Esto es lo que saca de quicio a Casa Presidencial y sus redes sociales. Les irrita sobremanera que lo que aquella llama “minoría… de pureza intelectual” cuestione las políticas del líder. Pero contradictoriamente reconoce su “incuestionable argumentación teórica”. En consecuencia, “ir a contracorriente” tiene razón de ser y no significa “darle la espalda a un país sufrido”. Casa Presidencial se contradice también cuando acusa a esa minoría que desprecia de poner “paños tibios”, en referencia al trato dado por el Gobierno a los pandilleros detenidos. Olvida convenientemente que la alcaldía de Bukele ya entibió esos mismos paños cuando negoció con las pandillas el ingreso en sus territorios. La retórica oficial desvaría aún más cuando acusa a esa minoría de ser “amiga del cuestionamiento legalista” y de “proferir gritos edulcorados con una visión sesgada de los derechos humanos”. Más allá del enigma encerrado en estas licencias de la retórica política, cabe recordar que lo mismo dijeron los Gobiernos de las manitas, de los democratacristianos, de los militares y de Arena. Pareciera, pues, que los astros pasados se vuelven a alinear.

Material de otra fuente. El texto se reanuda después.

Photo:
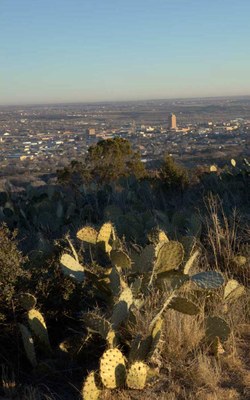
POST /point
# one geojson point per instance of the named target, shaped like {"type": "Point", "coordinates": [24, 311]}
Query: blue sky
{"type": "Point", "coordinates": [97, 50]}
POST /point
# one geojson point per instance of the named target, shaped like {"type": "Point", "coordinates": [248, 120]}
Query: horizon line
{"type": "Point", "coordinates": [35, 104]}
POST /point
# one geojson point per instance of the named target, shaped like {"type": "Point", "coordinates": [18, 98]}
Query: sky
{"type": "Point", "coordinates": [56, 51]}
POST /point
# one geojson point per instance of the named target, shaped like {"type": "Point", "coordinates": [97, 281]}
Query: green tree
{"type": "Point", "coordinates": [173, 175]}
{"type": "Point", "coordinates": [105, 162]}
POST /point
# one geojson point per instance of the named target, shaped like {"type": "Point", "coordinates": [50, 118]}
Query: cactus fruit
{"type": "Point", "coordinates": [71, 267]}
{"type": "Point", "coordinates": [28, 344]}
{"type": "Point", "coordinates": [90, 390]}
{"type": "Point", "coordinates": [233, 290]}
{"type": "Point", "coordinates": [190, 262]}
{"type": "Point", "coordinates": [157, 235]}
{"type": "Point", "coordinates": [121, 309]}
{"type": "Point", "coordinates": [104, 233]}
{"type": "Point", "coordinates": [184, 306]}
{"type": "Point", "coordinates": [137, 375]}
{"type": "Point", "coordinates": [208, 280]}
{"type": "Point", "coordinates": [27, 301]}
{"type": "Point", "coordinates": [216, 327]}
{"type": "Point", "coordinates": [38, 327]}
{"type": "Point", "coordinates": [170, 256]}
{"type": "Point", "coordinates": [112, 369]}
{"type": "Point", "coordinates": [120, 259]}
{"type": "Point", "coordinates": [87, 234]}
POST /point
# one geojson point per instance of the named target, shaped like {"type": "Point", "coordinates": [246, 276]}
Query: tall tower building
{"type": "Point", "coordinates": [172, 121]}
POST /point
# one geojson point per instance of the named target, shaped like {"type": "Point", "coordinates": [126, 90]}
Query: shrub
{"type": "Point", "coordinates": [173, 175]}
{"type": "Point", "coordinates": [11, 261]}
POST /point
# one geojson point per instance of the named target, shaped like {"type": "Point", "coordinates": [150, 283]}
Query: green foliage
{"type": "Point", "coordinates": [112, 159]}
{"type": "Point", "coordinates": [107, 161]}
{"type": "Point", "coordinates": [11, 265]}
{"type": "Point", "coordinates": [173, 175]}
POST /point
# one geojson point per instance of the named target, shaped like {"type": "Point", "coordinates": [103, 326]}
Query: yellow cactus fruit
{"type": "Point", "coordinates": [137, 375]}
{"type": "Point", "coordinates": [90, 390]}
{"type": "Point", "coordinates": [87, 234]}
{"type": "Point", "coordinates": [104, 233]}
{"type": "Point", "coordinates": [112, 369]}
{"type": "Point", "coordinates": [71, 267]}
{"type": "Point", "coordinates": [169, 257]}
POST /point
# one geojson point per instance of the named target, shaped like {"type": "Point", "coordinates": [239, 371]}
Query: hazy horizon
{"type": "Point", "coordinates": [90, 51]}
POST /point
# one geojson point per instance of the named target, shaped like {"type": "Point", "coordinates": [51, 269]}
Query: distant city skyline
{"type": "Point", "coordinates": [94, 51]}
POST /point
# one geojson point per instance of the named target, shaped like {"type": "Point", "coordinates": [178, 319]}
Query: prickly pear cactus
{"type": "Point", "coordinates": [184, 306]}
{"type": "Point", "coordinates": [120, 259]}
{"type": "Point", "coordinates": [104, 233]}
{"type": "Point", "coordinates": [38, 327]}
{"type": "Point", "coordinates": [112, 369]}
{"type": "Point", "coordinates": [137, 375]}
{"type": "Point", "coordinates": [87, 234]}
{"type": "Point", "coordinates": [144, 262]}
{"type": "Point", "coordinates": [208, 280]}
{"type": "Point", "coordinates": [71, 267]}
{"type": "Point", "coordinates": [28, 344]}
{"type": "Point", "coordinates": [157, 235]}
{"type": "Point", "coordinates": [27, 301]}
{"type": "Point", "coordinates": [91, 390]}
{"type": "Point", "coordinates": [97, 323]}
{"type": "Point", "coordinates": [233, 290]}
{"type": "Point", "coordinates": [169, 257]}
{"type": "Point", "coordinates": [121, 309]}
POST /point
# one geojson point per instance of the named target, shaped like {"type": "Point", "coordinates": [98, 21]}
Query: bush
{"type": "Point", "coordinates": [11, 261]}
{"type": "Point", "coordinates": [173, 175]}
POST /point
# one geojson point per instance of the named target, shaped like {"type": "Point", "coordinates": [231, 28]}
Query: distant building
{"type": "Point", "coordinates": [91, 131]}
{"type": "Point", "coordinates": [172, 121]}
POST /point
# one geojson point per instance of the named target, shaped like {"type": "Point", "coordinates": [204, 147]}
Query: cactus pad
{"type": "Point", "coordinates": [97, 323]}
{"type": "Point", "coordinates": [27, 301]}
{"type": "Point", "coordinates": [71, 267]}
{"type": "Point", "coordinates": [145, 261]}
{"type": "Point", "coordinates": [216, 327]}
{"type": "Point", "coordinates": [121, 309]}
{"type": "Point", "coordinates": [90, 390]}
{"type": "Point", "coordinates": [112, 369]}
{"type": "Point", "coordinates": [87, 234]}
{"type": "Point", "coordinates": [184, 306]}
{"type": "Point", "coordinates": [208, 280]}
{"type": "Point", "coordinates": [169, 257]}
{"type": "Point", "coordinates": [120, 259]}
{"type": "Point", "coordinates": [137, 375]}
{"type": "Point", "coordinates": [28, 344]}
{"type": "Point", "coordinates": [233, 290]}
{"type": "Point", "coordinates": [38, 327]}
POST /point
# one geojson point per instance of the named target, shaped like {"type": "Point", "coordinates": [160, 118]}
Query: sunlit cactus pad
{"type": "Point", "coordinates": [112, 369]}
{"type": "Point", "coordinates": [137, 375]}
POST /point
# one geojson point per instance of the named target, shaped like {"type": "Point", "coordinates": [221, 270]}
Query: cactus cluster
{"type": "Point", "coordinates": [114, 372]}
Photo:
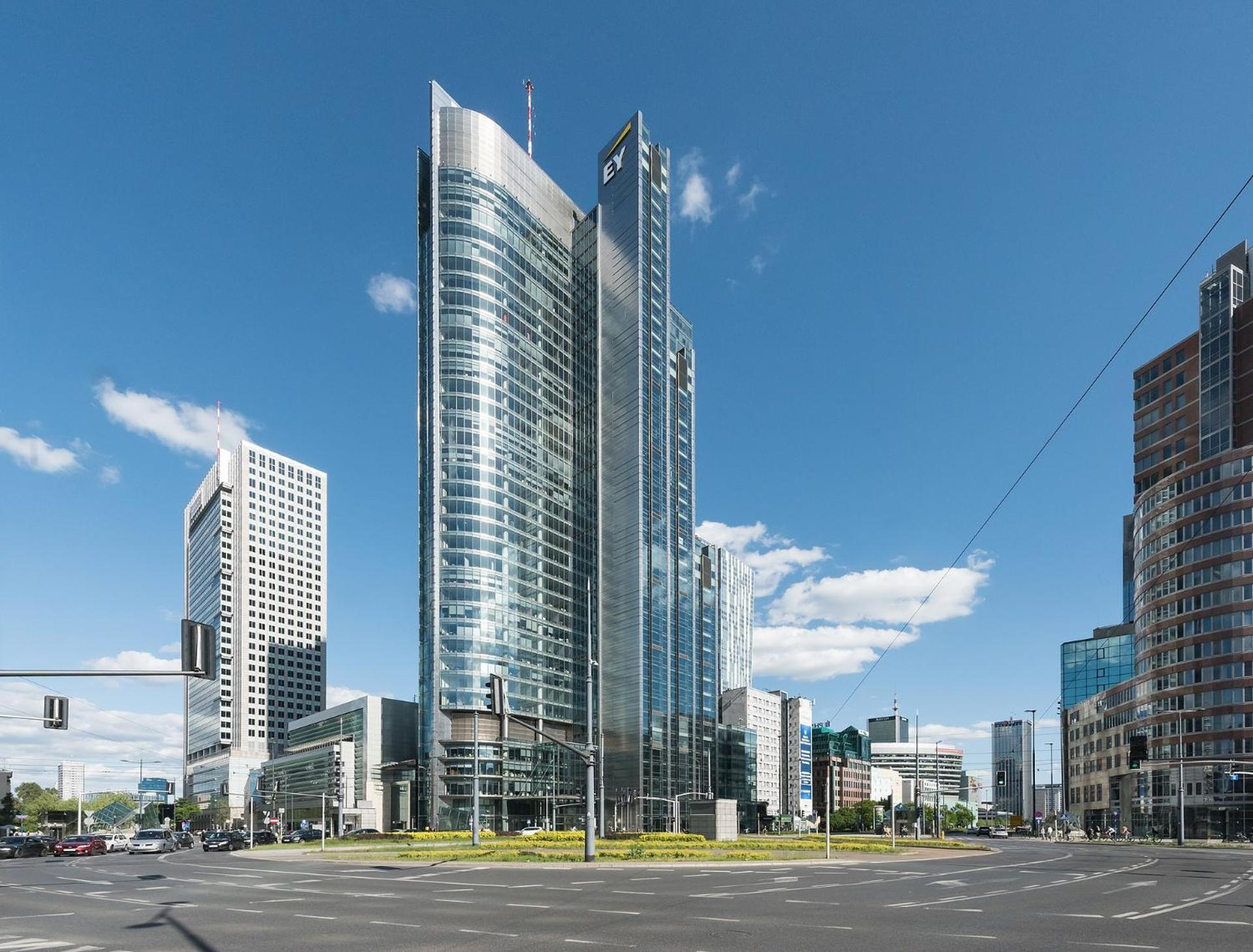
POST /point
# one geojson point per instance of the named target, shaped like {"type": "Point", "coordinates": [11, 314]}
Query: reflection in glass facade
{"type": "Point", "coordinates": [1096, 663]}
{"type": "Point", "coordinates": [555, 438]}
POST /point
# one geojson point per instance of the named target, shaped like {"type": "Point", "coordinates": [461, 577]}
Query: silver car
{"type": "Point", "coordinates": [152, 841]}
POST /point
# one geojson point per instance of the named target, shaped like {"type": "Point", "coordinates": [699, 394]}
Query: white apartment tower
{"type": "Point", "coordinates": [255, 568]}
{"type": "Point", "coordinates": [69, 780]}
{"type": "Point", "coordinates": [762, 713]}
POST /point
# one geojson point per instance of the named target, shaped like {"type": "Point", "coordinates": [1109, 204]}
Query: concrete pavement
{"type": "Point", "coordinates": [1029, 896]}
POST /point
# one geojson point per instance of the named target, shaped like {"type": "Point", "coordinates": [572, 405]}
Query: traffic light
{"type": "Point", "coordinates": [497, 701]}
{"type": "Point", "coordinates": [57, 712]}
{"type": "Point", "coordinates": [200, 653]}
{"type": "Point", "coordinates": [1139, 750]}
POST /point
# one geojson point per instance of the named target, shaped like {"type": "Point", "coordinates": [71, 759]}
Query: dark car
{"type": "Point", "coordinates": [82, 846]}
{"type": "Point", "coordinates": [16, 847]}
{"type": "Point", "coordinates": [223, 840]}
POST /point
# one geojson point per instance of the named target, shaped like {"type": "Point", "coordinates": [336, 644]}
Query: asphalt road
{"type": "Point", "coordinates": [1028, 896]}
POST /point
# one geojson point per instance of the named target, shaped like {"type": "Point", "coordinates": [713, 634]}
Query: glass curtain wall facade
{"type": "Point", "coordinates": [555, 440]}
{"type": "Point", "coordinates": [1094, 664]}
{"type": "Point", "coordinates": [505, 557]}
{"type": "Point", "coordinates": [657, 727]}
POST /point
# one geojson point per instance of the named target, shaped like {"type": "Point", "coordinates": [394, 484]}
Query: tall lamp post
{"type": "Point", "coordinates": [140, 790]}
{"type": "Point", "coordinates": [1035, 831]}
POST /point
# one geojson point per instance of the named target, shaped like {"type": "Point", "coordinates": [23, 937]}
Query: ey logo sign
{"type": "Point", "coordinates": [614, 164]}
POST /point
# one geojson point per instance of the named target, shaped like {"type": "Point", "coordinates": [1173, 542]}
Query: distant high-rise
{"type": "Point", "coordinates": [555, 461]}
{"type": "Point", "coordinates": [732, 581]}
{"type": "Point", "coordinates": [1012, 753]}
{"type": "Point", "coordinates": [70, 780]}
{"type": "Point", "coordinates": [889, 731]}
{"type": "Point", "coordinates": [255, 558]}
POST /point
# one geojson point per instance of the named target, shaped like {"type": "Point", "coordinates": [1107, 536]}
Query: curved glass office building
{"type": "Point", "coordinates": [555, 434]}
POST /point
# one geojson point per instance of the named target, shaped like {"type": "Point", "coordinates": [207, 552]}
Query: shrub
{"type": "Point", "coordinates": [671, 838]}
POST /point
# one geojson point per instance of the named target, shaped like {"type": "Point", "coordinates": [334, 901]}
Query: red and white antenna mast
{"type": "Point", "coordinates": [529, 118]}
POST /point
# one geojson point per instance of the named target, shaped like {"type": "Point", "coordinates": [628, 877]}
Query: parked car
{"type": "Point", "coordinates": [152, 841]}
{"type": "Point", "coordinates": [223, 841]}
{"type": "Point", "coordinates": [16, 847]}
{"type": "Point", "coordinates": [80, 846]}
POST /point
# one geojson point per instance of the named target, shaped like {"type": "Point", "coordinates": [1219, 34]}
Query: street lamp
{"type": "Point", "coordinates": [140, 791]}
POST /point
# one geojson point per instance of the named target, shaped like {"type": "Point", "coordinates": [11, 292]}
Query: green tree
{"type": "Point", "coordinates": [957, 817]}
{"type": "Point", "coordinates": [8, 810]}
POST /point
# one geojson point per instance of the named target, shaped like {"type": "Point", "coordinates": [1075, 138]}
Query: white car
{"type": "Point", "coordinates": [117, 842]}
{"type": "Point", "coordinates": [152, 841]}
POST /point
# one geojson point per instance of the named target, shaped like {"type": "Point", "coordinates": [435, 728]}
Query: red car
{"type": "Point", "coordinates": [82, 846]}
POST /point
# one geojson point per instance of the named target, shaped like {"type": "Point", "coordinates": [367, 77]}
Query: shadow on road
{"type": "Point", "coordinates": [164, 919]}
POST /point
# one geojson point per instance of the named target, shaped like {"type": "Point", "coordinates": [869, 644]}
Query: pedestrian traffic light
{"type": "Point", "coordinates": [57, 712]}
{"type": "Point", "coordinates": [200, 653]}
{"type": "Point", "coordinates": [1139, 750]}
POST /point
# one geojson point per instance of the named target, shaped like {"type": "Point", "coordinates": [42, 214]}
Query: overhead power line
{"type": "Point", "coordinates": [1045, 445]}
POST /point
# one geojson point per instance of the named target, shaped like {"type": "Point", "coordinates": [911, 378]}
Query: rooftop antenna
{"type": "Point", "coordinates": [529, 117]}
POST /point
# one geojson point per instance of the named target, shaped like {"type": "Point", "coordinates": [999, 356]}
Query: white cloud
{"type": "Point", "coordinates": [749, 200]}
{"type": "Point", "coordinates": [811, 654]}
{"type": "Point", "coordinates": [771, 558]}
{"type": "Point", "coordinates": [392, 294]}
{"type": "Point", "coordinates": [696, 201]}
{"type": "Point", "coordinates": [886, 595]}
{"type": "Point", "coordinates": [35, 453]}
{"type": "Point", "coordinates": [101, 738]}
{"type": "Point", "coordinates": [182, 426]}
{"type": "Point", "coordinates": [340, 696]}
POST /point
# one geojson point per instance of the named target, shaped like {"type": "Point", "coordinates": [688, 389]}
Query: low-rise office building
{"type": "Point", "coordinates": [359, 757]}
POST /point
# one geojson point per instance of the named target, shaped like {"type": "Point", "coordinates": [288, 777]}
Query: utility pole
{"type": "Point", "coordinates": [1034, 829]}
{"type": "Point", "coordinates": [474, 797]}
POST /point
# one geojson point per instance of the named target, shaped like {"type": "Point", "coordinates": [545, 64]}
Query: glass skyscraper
{"type": "Point", "coordinates": [1093, 664]}
{"type": "Point", "coordinates": [555, 440]}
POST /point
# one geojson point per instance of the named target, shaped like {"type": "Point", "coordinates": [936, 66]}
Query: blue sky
{"type": "Point", "coordinates": [912, 234]}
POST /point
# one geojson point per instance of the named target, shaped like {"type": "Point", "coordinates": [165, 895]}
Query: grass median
{"type": "Point", "coordinates": [649, 847]}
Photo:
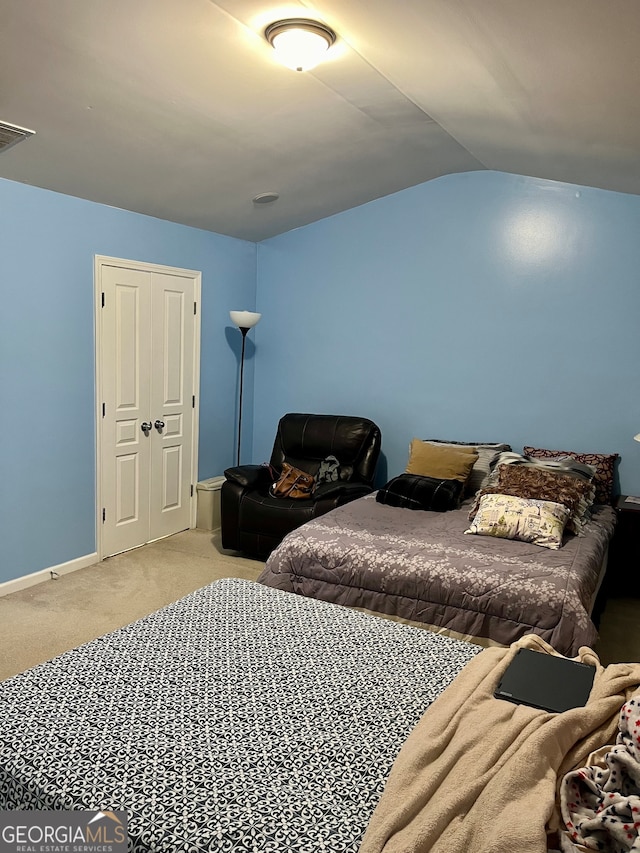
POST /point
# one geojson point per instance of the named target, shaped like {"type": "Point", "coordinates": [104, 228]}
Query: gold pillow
{"type": "Point", "coordinates": [440, 461]}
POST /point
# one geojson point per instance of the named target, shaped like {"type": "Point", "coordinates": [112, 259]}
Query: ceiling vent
{"type": "Point", "coordinates": [10, 134]}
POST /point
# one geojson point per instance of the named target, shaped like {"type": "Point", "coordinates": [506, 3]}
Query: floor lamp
{"type": "Point", "coordinates": [244, 320]}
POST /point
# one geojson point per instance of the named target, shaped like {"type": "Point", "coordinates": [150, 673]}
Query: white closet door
{"type": "Point", "coordinates": [147, 377]}
{"type": "Point", "coordinates": [171, 404]}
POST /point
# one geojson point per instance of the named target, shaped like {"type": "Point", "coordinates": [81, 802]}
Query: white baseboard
{"type": "Point", "coordinates": [51, 573]}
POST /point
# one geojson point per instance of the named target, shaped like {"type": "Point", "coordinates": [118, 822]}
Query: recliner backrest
{"type": "Point", "coordinates": [304, 440]}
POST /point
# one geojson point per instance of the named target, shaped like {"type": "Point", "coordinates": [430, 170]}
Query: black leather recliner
{"type": "Point", "coordinates": [255, 522]}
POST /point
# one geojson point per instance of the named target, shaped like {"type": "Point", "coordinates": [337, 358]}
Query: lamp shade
{"type": "Point", "coordinates": [299, 43]}
{"type": "Point", "coordinates": [244, 319]}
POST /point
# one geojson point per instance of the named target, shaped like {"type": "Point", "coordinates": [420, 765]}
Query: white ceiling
{"type": "Point", "coordinates": [177, 108]}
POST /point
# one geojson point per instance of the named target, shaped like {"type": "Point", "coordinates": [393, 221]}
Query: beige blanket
{"type": "Point", "coordinates": [480, 775]}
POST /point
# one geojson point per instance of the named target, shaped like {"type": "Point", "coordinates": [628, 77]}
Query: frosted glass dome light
{"type": "Point", "coordinates": [299, 44]}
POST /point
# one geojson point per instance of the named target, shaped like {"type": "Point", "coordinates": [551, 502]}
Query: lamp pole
{"type": "Point", "coordinates": [244, 330]}
{"type": "Point", "coordinates": [244, 320]}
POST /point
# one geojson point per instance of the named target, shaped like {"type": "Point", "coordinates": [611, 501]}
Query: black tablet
{"type": "Point", "coordinates": [544, 681]}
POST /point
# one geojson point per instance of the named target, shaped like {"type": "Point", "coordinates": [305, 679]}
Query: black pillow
{"type": "Point", "coordinates": [413, 491]}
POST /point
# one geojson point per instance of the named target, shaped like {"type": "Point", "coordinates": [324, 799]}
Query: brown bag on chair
{"type": "Point", "coordinates": [293, 483]}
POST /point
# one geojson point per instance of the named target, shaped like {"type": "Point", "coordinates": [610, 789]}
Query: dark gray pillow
{"type": "Point", "coordinates": [414, 491]}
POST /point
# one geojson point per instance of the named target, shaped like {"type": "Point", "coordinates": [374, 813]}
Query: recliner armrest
{"type": "Point", "coordinates": [249, 476]}
{"type": "Point", "coordinates": [346, 490]}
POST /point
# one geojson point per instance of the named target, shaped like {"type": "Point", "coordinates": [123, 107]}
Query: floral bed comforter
{"type": "Point", "coordinates": [421, 567]}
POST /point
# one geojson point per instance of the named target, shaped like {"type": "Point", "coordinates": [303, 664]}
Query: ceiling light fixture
{"type": "Point", "coordinates": [265, 198]}
{"type": "Point", "coordinates": [299, 43]}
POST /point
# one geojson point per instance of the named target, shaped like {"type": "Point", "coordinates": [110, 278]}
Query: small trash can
{"type": "Point", "coordinates": [208, 506]}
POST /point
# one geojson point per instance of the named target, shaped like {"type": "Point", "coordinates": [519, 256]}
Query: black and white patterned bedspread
{"type": "Point", "coordinates": [240, 718]}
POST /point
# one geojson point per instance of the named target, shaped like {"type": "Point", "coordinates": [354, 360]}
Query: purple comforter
{"type": "Point", "coordinates": [420, 566]}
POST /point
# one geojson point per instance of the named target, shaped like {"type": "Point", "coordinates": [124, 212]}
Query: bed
{"type": "Point", "coordinates": [240, 718]}
{"type": "Point", "coordinates": [423, 567]}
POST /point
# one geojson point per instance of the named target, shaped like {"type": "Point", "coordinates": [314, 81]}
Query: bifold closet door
{"type": "Point", "coordinates": [147, 340]}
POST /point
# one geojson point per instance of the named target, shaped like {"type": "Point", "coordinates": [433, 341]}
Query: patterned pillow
{"type": "Point", "coordinates": [538, 522]}
{"type": "Point", "coordinates": [604, 464]}
{"type": "Point", "coordinates": [487, 456]}
{"type": "Point", "coordinates": [413, 491]}
{"type": "Point", "coordinates": [440, 461]}
{"type": "Point", "coordinates": [536, 482]}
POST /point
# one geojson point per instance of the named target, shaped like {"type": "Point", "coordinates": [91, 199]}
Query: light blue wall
{"type": "Point", "coordinates": [479, 307]}
{"type": "Point", "coordinates": [47, 366]}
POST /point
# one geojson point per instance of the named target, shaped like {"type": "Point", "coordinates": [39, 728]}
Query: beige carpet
{"type": "Point", "coordinates": [40, 622]}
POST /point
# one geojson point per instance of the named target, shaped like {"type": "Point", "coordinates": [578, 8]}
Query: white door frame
{"type": "Point", "coordinates": [105, 260]}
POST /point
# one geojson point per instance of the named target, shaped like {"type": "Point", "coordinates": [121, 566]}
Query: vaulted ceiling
{"type": "Point", "coordinates": [178, 109]}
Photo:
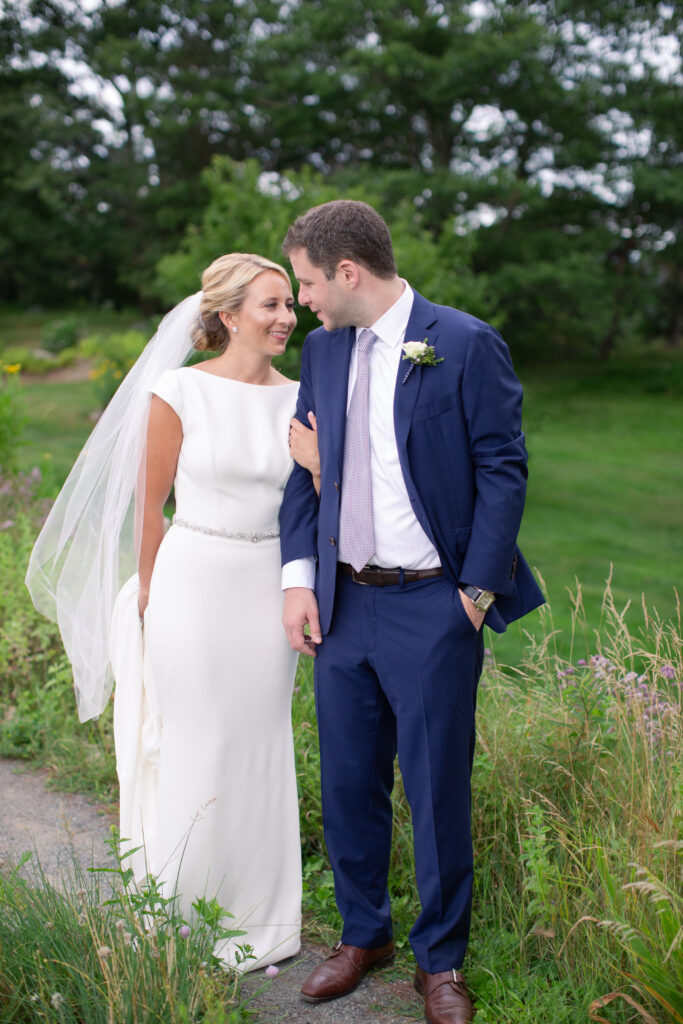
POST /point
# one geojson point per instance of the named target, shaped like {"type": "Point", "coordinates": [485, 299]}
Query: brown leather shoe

Ciertamente, la dirección y la responsabilidad del poder ejecutivo, y de la seguridad, corresponden al presidente. Eso no está en cuestión, sino la forma cómo él ejerce el enorme poder que el régimen presidencialista atribuye al jefe de la rama ejecutiva. La debilidad de los contrapesos institucionales no solo legitima la disidencia, sino que la hace muy necesaria. La razón y la ética exigen recordar a Casa Presidencial que no puede confundir el fin con los medios y que entre el conmigo o contra mí hay grises ineludibles. Es la misma confusión de la dictadura militar y sus socios oligárquicos. Nadie en su sano juicio puede oponerse a “devolverle a la gente la capacidad de vivir en un país con tranquilidad”, pero sí a los medios privilegiados para recuperar el control territorial. El cuestionamiento no es “llenar de piedras un camino que poco a poco empieza a volverse más limpio”, sino advertir del grave peligro de prescindir de los valores humanos, jurídicos y éticos.
Asolar no es limpiar. Esa solución ya fue ensayada en varias ocasiones con el mismo resultado contraproducente. Martínez y la oligarquía pensaron que aniquilando a miles de campesinos, indígenas y mestizos preservaban el orden oligárquico. Ese régimen dio paso a la dictadura militar, que optó por negar los derechos ciudadanos y reprimir a quienes los reclamaban. Ante la persistencia y la extensión de la protesta social, resolvió otra vez exterminar a decenas de miles de maestros, campesinos, trabajadores, estudiantes y profesionales para salvaguardar intacto el sistema de la época. La guerra se agotó en sí misma y dejó una secuela de destrucción, muerte y sufrimiento. El neoliberalismo extinguió rápidamente las expectativas suscitadas por los acuerdos de 1992.
Indudable y comprensiblemente, la remozada mano dura del Gobierno de Bukele goza de gran aceptación social. Pero ese no es criterio suficiente. Desde hace ya muchos años, las encuestas de la UCA detectaron que, ante el desorden, la violencia y la ineficiencia de las elites políticas y económicas, la sociedad añoraba la dictadura, al estilo de Martínez.